Three strategies were implemented for prediction and assessment of protein-coding genes, including initial prediction with Augustus v. 2.429 and SNAP30, homologous species prediction using GeMoMa v. 1.3.131, and unigene prediction based on transcriptome data assembly with PASA v. 2.0.232. Homology-based gene prediction was conducted using protein sequences from four insect species including Bactrocera cucurbitae, Drosophila melanogaster, D. suzukii, and B. dorsalis, which were downloaded from InsectBase 2.033. EVidenceModeler v. 1.1.134 was then used to integrate the sequences into a unified gene set. A total of 11,883 protein-coding genes were annotated in the L. trifolii genome. For functional annotation, the predicted genes were analyzed against multiple databases including KOG (EuKaryotic Orthologous Groups), NR (Non-Redundant), TrEMBL and KEGG (Kyoto Encyclopedia of Genes and Genomes) using BLAST v. 2.2.3135 with a threshold setting of 1e−5. A total of 11,382 genes representing 95.78% of the predicted protein-encoding ORFs were annotated in one or more databases (Table S4). Additionally, 9,671 protein-encoding genes were assigned gene ontology (GO) terms and 9,236 mapped to one or more KEGG pathways (Table S4).

Data Records

The Hi-C, raw Illumina and PacBio HiFi sequencing data for the L. trifolii genome has been deposited in the NCBI Sequence Read Archive (SRA) database as accession number SRP51001036. The final chromosome assembly is available in the GenBank as accession no. JBHGZK00000000037. The genome annotation for L. trifolii has been uploaded to figshare (https://figshare.com/) with the identifier 2612243238.

Technical Validation

Validation of the genome assembly

Three independent methods were employed to evaluate the completeness and accuracy of the L. trifolii genome assembly. First, clean reads from Illumina sequencing were aligned to the genome assembly using Burrow-Wheeler Transform algorithm (BWA)20, and this analysis showed that 98.68% of the Illumina reads were correctly aligned with the genome assemblage. Next, the CEGMA database (e.g., Core Eukaryotic Genes Mapping Approach), which consists of 458 conserved eukaryotic genes, was used to assess the genome, and 100% (n = 458) of the genes were identified in the L. trifolii genome. Finally, genome assembly completeness was evaluated using BUSCO v. 2.516 with the insecta.odb10 database. and results showed that 95.28% (3130/3285) of the conserved BUSCO proteins were present in the L. trifolii genome. Among these, 70.05% were single copy, complete genes, 25.24% were complete and duplicated, 0.33% were fragmented, and 4.38% were not detected.

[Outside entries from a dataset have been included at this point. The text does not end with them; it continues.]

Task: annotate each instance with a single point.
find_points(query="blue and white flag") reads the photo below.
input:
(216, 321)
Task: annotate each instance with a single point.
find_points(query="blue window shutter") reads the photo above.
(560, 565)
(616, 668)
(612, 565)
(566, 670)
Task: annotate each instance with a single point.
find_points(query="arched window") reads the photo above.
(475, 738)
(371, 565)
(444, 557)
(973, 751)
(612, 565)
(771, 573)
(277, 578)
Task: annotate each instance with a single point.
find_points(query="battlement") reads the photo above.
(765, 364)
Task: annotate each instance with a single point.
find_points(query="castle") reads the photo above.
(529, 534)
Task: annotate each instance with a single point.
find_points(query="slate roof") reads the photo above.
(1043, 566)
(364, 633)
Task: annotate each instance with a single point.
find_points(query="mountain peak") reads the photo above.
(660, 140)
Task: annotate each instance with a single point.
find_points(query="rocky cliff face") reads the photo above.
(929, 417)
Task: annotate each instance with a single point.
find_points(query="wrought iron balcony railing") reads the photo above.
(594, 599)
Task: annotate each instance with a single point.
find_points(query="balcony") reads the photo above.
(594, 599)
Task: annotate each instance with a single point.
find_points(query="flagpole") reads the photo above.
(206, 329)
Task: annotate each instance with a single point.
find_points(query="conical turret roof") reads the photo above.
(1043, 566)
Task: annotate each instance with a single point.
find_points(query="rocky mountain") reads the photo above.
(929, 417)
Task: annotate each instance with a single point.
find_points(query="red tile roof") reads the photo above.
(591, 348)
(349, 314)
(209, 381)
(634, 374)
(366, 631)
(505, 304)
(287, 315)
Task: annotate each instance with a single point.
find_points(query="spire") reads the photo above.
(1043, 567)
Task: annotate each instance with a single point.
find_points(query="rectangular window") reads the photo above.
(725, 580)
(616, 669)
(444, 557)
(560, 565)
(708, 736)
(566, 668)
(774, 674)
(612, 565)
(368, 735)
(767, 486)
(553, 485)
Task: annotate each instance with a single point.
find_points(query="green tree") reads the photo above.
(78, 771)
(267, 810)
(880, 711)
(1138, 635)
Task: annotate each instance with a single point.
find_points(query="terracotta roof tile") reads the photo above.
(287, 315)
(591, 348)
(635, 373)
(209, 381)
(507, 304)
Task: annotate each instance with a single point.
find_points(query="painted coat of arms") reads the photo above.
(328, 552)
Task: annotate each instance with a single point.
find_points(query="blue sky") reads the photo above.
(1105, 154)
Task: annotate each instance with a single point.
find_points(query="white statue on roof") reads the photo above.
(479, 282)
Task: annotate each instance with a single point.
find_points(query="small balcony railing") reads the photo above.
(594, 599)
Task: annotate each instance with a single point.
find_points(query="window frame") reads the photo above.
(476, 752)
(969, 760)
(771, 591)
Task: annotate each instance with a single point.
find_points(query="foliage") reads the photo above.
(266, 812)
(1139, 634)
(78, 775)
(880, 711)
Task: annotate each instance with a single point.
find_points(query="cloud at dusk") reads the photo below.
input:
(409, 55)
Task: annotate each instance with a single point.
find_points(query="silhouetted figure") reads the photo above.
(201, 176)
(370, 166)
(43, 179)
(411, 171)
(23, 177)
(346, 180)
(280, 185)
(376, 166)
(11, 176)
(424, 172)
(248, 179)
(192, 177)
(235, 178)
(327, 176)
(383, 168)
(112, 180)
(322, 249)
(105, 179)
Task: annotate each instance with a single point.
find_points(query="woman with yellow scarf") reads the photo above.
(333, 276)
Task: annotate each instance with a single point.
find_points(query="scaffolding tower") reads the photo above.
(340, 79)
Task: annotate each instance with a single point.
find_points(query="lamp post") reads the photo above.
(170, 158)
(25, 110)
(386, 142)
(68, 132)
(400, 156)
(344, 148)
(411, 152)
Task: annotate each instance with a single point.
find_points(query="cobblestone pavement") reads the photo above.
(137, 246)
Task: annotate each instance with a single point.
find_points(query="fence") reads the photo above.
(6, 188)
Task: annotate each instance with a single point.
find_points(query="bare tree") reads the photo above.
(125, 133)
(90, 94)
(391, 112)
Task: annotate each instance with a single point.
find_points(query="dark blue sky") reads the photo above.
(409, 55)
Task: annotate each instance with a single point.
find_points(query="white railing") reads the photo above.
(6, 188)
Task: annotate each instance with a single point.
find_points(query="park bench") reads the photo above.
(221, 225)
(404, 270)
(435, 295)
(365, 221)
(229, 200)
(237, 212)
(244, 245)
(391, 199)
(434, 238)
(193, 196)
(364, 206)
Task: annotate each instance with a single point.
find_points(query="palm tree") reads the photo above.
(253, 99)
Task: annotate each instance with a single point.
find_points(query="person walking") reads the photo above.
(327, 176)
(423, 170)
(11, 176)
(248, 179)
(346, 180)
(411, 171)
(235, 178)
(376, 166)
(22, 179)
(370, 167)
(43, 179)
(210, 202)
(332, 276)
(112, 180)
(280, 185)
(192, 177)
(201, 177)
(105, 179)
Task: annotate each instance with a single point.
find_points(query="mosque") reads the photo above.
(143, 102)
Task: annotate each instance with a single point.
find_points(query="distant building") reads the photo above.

The quality of the chromosome assembly was further assessed by dividing the genome into 50 kb bins, and the intensity of interaction pairs was used to generate heatmaps. The Hi-C heatmap indicated greater interaction intensity along diagonals as compared to non-diagonal positions for the five distinct chromosomes (Fig. 2). These results demonstrate that the quality of the L. trifolii genome assembly is high.